As the Trump administration prepares an international conference to shape strategy against ISIS, the plan should include economic aid to undercut extremist recruitment, Tunisia’s foreign minister said March 14. Financial help is essential to help nations at risk, such as Tunisia, offer jobs and futures for unemployed, disillusioned youth, Foreign Minister Khemaies Jhinaoui told an audience at USIP.

Female Protester Holding Tunisian Flag
Photo Courtesy of the New York Times/Gianni Cipriano

The administration will convene the Global Coalition to Counter ISIS March 22 for its highest-level meeting in 27 months. As it does, Tunisia offers a key test for strategies to counter ISIS and similar extremist groups. It is the one nation building a more democratic political system out of the Arab Spring upheavals, yet also is a prime target of ISIS recruitment, according to its government and independent reports.

Six years after the Arab Spring revolts ignited in Tunisia’s impoverished hinterland, the country’s youth are waiting impatiently to see a dividend from the democratic changes that followed the overthrow of the authoritarian regime of President Zine El Abidine Ben Ali in 2011, Jhinaoui said. Since 2011, the government has made reforms, and has promised more, to reduce corruption, stimulate economic growth and strengthen democratic rights.

Still, Tunisia’s democratic progress remains “fragile” because of the “disillusionment and discontent of some segments of Tunisian society,” Jhinaoui said. Tunisians hold frequent public protests over high unemployment and poverty, especially in interior regions, and against a government budget and workforce being reduced as part of an International Monetary Fund aid package.

A Strategy Against Extremism

Tunisia is a major non-NATO ally that works closely with the United States in security efforts to counter ISIS. At the March 22 meeting, Jhinaoui said, his government will urge a comprehensive approach against ISIS that also supports economic growth and employment, notably for youth. U.S. economic aid is critical to Tunisia’s country’s recovery, he said, stressing his hope that it will be not be cut.

President Trump last month “praised Tunisia’s stability and security as it continues its democratic transition” in his first phone conversation in office with Tunisia’s President Beji Caid Essebsi. The Trump administration has said proposed cuts to U.S. economic assistance abroad as part of its budget plan—and Tunisia’s progress in building a more broad-based, democratic political system may make it a focus in the U.S. foreign assistance debate.

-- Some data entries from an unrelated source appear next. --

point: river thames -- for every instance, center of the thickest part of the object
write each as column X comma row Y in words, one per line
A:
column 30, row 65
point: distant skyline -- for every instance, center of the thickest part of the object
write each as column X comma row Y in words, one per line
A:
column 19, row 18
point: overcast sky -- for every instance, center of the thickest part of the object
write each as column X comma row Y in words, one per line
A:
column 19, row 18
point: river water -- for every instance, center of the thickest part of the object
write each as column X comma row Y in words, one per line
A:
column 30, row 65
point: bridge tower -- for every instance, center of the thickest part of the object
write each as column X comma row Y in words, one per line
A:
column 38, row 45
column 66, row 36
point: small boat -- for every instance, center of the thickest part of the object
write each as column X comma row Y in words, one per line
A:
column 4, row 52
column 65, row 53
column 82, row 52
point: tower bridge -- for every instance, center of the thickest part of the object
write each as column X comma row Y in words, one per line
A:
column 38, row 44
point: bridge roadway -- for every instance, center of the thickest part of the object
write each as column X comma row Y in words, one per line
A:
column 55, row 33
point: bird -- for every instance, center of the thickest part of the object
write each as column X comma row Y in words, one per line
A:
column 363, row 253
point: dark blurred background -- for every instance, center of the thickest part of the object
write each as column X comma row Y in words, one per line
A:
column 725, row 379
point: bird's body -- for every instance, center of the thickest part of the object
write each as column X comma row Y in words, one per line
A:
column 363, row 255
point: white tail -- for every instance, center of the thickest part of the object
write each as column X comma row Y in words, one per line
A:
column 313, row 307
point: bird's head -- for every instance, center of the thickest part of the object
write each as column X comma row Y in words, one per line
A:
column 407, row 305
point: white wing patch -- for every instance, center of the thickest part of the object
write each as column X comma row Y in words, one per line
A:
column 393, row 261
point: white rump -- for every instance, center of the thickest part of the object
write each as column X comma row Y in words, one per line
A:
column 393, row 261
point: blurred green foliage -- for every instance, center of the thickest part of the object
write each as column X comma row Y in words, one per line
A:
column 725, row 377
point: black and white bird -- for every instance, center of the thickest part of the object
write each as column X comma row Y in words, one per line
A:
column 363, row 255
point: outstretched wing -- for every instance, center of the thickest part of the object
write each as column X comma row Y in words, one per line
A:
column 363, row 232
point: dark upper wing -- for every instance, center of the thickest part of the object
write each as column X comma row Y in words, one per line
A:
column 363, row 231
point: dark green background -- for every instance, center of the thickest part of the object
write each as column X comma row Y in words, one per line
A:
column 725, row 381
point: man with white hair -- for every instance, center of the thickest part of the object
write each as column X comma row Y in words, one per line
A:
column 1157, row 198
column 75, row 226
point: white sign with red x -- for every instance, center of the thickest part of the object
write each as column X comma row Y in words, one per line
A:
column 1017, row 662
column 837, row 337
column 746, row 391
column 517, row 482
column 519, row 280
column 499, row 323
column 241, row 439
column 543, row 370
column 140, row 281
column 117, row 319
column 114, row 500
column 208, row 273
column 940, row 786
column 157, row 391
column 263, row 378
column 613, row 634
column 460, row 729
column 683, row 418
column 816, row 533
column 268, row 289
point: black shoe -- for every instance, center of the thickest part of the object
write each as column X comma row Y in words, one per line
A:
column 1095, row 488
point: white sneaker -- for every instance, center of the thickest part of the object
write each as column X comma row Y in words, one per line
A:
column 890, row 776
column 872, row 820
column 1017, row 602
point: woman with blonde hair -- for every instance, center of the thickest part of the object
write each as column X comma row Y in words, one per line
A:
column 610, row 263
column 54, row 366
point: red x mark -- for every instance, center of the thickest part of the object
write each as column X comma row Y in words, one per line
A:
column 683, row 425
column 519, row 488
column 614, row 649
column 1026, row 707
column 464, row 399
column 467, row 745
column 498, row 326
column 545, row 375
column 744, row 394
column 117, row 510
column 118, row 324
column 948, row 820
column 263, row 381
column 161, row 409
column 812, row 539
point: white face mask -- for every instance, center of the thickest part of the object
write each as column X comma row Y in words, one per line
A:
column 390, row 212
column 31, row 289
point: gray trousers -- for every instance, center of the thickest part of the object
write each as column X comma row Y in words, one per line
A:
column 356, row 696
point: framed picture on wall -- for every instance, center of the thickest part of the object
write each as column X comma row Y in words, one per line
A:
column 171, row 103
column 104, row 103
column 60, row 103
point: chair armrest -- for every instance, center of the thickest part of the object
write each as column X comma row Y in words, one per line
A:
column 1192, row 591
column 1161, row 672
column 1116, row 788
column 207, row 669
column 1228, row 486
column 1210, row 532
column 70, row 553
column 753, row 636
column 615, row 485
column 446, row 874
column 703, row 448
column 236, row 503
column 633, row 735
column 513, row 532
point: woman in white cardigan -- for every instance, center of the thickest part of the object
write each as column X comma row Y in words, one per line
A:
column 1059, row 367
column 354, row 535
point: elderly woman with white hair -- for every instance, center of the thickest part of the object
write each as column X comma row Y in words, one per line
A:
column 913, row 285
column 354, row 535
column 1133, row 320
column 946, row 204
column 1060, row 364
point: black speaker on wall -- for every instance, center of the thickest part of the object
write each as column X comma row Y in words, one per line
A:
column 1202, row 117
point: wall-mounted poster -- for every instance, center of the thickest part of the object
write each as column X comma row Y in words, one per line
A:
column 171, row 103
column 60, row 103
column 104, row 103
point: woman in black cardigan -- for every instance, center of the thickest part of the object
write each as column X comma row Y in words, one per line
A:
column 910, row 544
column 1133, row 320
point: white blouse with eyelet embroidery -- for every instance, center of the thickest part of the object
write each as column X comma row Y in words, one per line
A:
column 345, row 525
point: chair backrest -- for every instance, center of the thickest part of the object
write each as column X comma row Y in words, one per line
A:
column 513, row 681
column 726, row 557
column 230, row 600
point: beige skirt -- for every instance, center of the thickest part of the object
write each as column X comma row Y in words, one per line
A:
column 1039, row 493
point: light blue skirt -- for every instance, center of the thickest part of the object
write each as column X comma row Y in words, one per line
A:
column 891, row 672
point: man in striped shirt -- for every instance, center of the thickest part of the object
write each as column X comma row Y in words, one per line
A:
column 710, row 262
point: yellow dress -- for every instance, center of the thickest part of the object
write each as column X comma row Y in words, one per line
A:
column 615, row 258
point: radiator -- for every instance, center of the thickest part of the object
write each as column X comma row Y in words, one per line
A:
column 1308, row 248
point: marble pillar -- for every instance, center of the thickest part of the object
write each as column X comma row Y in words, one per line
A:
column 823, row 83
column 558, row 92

South Carolina Republican Senator Lindsey Graham, a key congressional voice on foreign policy and budget matters, urged a strong humanitarian and development aid program during USIP’s bipartisan “Passing the Baton” conference in January. A strategy to counter ISIS should include an international “Marshall Plan” of aid and private investment to “invest in the lives of the young people before they [violent extremists] can corrupt their lives,” Graham said.

Tunisian President Beiji Caid Essebsi has drawn some promises of aid and investment in recent months from European and Arab countries.

In Tunisia, USIP works with the government and civic groups to promote a more peaceful, stable society. The Institute trains and supports a network of Tunisian professionals who mediate in local conflicts—at a major university, for example—to prevent them from erupting into violence. USIP also is helping Tunisia train its police officers and has developed dialogues between police and the localities they serve, both of which Tunisia is using to improve professional, community-oriented policing.

Tunisia vs. ISIS

“A stable, secure and democratic Tunisia will be a real blow to non-democratic forces, which hate fundamental freedoms and capitalize on the disillusionment and discontent of some segments of Tunisian society,” Jhinaoui told the USIP audience.

Tunisia has made counter-terrorism a top priority, Jhinaoui said, devoting about 20 percent of its budget to security in 2017. He said Tunisia “declared war” against terrorism in 2015 after 38 people, including 30 British citizens, were killed in a beachside shooting, sending the country’s tourism industry into a tailspin. Counter-terrorism assumed even greater importance following ISIS’s attempt a year ago to seize the city of Ben Guerdane near the Libyan border, he said.

By all estimates, thousands of young Tunisians have joined ISIS to fight in Syria, Libya and Iraq. The return of even some of these militants has raised public protests over fears that violent extremism could escalate within the country.

Extremists suspected of crimes will be prosecuted under a 2015 counter-terrorism law, Jhinaoui said. “Their human rights will be respected but the country has to be protected,” he said.

Threat from Libya

Tunisia’s domestic stability is threatened by the fighting and the collapse of central authority in neighboring Libya. In January, President Essebsi, in conjunction with Algeria and Egypt, began working to facilitate talks for a political settlement among the Libyan factions. That effort serves vital regional and international interests in a more stable Libya, Jhinaoui said.

Tunisia remains fragile and vulnerable to domestic and regional security threats as well as social and economic pressures, Jhinaoui said. Still, the nation shows the world that Islam and democracy can work in concert in a country battling extremist violence. That, he said, is an asset for the United States.